The Different Types of Student Loans

| April 1, 2021

Although most undergraduate students have to also think about tuition fees, maintenance fees, and other general costs of gaining a degree, the student loans available to them are quite different to those available to postgraduate students. 

It can be overwhelming to think about what costs to prepare for when looking at postgraduate studies, but we’re here to tell you why postgraduate finances can be so different to undergraduate, as well as the different loans for postgraduate studies available for you to look into:

Part 1 – The Distinctions Between Undergrad and Postgrad Fees

Tuition Fees

Just as with a Bachelor’s degree, the first thing you’ll need to account for is the tuition fee of your course. However, for a Bachelor’s degree, a majority of universities in the UK charge the same fee for home students – currently the government cap of £9,250 –  for most of their courses. In contrast, the fees for a Master’s or any postgraduate degree varies not just between universities, but also from subject to subject.

Fees will also differ depending on whether you are doing a full-time or part-time course. Part-time courses (usually spread out over 2 or 3 years depending on the course) can be a cheaper option for those who aren’t in a rush or are looking to work alongside their course, but keep in mind that the fees may then be subject to change each year.

Maintenance Fees

The cost of living whilst you are completing your postgraduate will depend mostly on the location of your university and if you need to move out to attend. Remember to take this into account if you are thinking of doing a part-time course – you may be potentially lowering your tuition fees but if you are paying a high rent then you will be doing so for a longer period.

Many universities offer postgraduate halls; which tend to be a bit quieter than their undergraduate counterparts but provide a feeling of being surrounded by other students that many find comforting. However, these can be more expensive than renting a room in a shared house or flat off campus, so be sure to compare your options and see what you think would work for you.

Travel and Commutes

This is where the cost of something is least differentiated by whether you are pursuing an undergraduate or postgraduate degree. The cost of your commute will rather depend on whether you are living on or off campus if at a campus university, or close or far to your main learning building if at a city university. If you know you will need to commute often around your area, it may be worth looking into any local travel passes or student discounts on travel and comparing it to the cost of your daily journey.

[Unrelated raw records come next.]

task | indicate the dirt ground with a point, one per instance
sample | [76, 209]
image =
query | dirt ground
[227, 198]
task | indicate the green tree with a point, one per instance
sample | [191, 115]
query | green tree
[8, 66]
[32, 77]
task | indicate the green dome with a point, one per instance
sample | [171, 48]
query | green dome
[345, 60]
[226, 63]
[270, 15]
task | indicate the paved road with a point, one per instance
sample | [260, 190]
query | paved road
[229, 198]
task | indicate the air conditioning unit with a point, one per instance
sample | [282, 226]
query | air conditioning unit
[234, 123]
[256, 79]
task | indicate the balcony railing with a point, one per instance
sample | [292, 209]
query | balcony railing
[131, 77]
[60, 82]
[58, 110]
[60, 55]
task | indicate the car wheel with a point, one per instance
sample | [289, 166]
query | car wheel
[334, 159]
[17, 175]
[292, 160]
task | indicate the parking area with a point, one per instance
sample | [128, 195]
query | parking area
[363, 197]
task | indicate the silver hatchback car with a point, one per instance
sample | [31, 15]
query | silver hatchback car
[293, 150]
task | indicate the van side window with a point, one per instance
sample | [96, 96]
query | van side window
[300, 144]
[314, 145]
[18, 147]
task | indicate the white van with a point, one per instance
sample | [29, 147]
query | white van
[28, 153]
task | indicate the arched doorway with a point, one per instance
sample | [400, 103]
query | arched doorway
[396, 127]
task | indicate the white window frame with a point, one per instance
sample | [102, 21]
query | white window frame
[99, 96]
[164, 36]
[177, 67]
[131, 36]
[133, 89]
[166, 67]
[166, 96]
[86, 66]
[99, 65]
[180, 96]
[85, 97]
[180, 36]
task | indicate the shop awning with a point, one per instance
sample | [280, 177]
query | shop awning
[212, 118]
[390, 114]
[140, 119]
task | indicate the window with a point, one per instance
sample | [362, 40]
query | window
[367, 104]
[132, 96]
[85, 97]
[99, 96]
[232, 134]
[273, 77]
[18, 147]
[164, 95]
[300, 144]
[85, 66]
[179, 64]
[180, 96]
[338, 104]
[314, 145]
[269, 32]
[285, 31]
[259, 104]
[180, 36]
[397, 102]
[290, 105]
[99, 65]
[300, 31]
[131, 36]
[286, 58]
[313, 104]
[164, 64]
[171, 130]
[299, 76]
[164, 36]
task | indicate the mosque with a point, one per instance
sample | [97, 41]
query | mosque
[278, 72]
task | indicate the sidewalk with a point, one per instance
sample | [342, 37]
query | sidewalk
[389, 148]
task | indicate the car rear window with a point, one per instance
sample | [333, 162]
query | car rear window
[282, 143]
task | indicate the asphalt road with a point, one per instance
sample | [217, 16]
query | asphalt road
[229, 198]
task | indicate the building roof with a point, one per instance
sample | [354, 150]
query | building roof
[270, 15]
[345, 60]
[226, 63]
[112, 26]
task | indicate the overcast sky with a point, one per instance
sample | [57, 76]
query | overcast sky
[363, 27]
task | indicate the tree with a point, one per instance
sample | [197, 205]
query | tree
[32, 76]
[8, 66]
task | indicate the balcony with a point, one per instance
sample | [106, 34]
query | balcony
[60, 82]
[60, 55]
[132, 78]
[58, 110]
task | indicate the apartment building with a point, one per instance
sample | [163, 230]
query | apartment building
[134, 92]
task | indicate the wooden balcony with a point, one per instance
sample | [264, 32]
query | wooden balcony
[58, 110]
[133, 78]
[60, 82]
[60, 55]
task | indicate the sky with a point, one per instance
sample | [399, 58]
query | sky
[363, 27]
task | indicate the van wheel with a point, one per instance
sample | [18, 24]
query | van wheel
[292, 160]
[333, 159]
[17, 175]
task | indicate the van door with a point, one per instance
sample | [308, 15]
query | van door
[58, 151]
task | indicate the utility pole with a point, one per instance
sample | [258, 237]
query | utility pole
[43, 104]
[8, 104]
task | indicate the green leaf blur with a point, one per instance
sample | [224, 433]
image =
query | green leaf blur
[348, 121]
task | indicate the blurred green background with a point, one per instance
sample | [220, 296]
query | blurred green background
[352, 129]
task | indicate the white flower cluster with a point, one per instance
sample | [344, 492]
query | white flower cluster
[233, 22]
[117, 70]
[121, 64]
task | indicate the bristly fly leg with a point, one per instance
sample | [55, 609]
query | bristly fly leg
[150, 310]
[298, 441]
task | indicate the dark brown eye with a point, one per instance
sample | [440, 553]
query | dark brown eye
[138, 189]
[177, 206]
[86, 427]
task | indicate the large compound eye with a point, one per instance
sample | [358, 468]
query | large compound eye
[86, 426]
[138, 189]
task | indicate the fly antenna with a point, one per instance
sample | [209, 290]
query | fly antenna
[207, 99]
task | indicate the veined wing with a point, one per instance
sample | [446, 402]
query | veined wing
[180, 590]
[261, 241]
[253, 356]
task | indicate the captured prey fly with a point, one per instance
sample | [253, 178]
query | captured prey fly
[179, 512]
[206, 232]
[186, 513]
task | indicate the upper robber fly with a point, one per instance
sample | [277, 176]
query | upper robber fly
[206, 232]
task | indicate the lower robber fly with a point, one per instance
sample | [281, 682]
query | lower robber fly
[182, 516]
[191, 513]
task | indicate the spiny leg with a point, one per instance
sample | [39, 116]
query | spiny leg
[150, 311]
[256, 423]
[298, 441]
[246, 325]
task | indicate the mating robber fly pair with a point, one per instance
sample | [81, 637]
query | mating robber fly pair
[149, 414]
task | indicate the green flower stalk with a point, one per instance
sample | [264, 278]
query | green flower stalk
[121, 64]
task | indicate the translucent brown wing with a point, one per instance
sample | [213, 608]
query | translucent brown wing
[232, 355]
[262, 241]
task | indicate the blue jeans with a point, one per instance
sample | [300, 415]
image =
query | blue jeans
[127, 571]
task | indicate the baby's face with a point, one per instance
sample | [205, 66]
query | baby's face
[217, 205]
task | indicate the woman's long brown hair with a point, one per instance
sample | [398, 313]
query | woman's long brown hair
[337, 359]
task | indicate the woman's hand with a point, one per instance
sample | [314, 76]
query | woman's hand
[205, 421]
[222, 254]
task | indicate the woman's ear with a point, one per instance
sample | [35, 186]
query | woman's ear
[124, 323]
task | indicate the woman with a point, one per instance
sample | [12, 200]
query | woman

If you move for the duration of your course, you may still want to travel to see your family and friends, even if you are older and more experienced than you were during your Bachelor’s degree and video calling has evolved greatly. If you move relatively close to your home city or town, you are probably aware of the cheapest bus and train options for the odd weekend home and can visit on a whim. If you are a bit further away however, train tickets can be expensive and buses whilst cheaper can be much longer journeys, so you may need to plan for these journeys in advance. 

Part 2 – Options for Getting Financial Support

University Support

To begin with, many universities try to entice their graduates to study further with them through alumni discounts or benefits, often through the lower tuition fees – usually ranging from 10%-25% off the standard fee. So, if you enjoyed your time at your undergraduate university or feel as though you can continue to thrive academically there, see how well their Master’s courses suit your interests.

Most universities also offer some scholarships and grants for postgraduate students, but keep in mind that these usually have very limited spaces, meaning they can be extremely competitive or require very specific requirements to meet. The nature of these requirements will of course depend on the university and the type of grant or award.

Government Loans

Then there is government support through Student Finance, but unlike undergraduate degrees, postgraduate loans do not always  cover the tuition fee – the amount you are eligible for depends on your university, course, and personal circumstances – and is capped at an amount set by the company. Furthermore, the total amount of this loan will be split across your years of study, and there are no separate loans available for maintenance. 

The requirements for postgraduate loans are also more strict than they are at undergraduate level; if you have previously applied for one (e.g. for a Master’s) and are studying for another (e.g. another Master’s or PhD) you cannot apply again, and the course you are studying must be a full stand-alone course which is not funded at all by undergraduate Student Finance.

Private Student Loans

An option that is becoming more and more appealing to postgraduate students, in light of these limited financial options amongst rises in costs for further education, are private student loans

There has been a rise in companies offering private student loans to postgraduate students, and the best ones will work with you to individually tailor the amount you will require for the duration of your course, and settle on a repayment period that works best with your financial profile and circumstances both during your studies and afterward. Thus, ensuring that you can focus fully on your studies without having half of your mind constantly worried or stressed about your finances.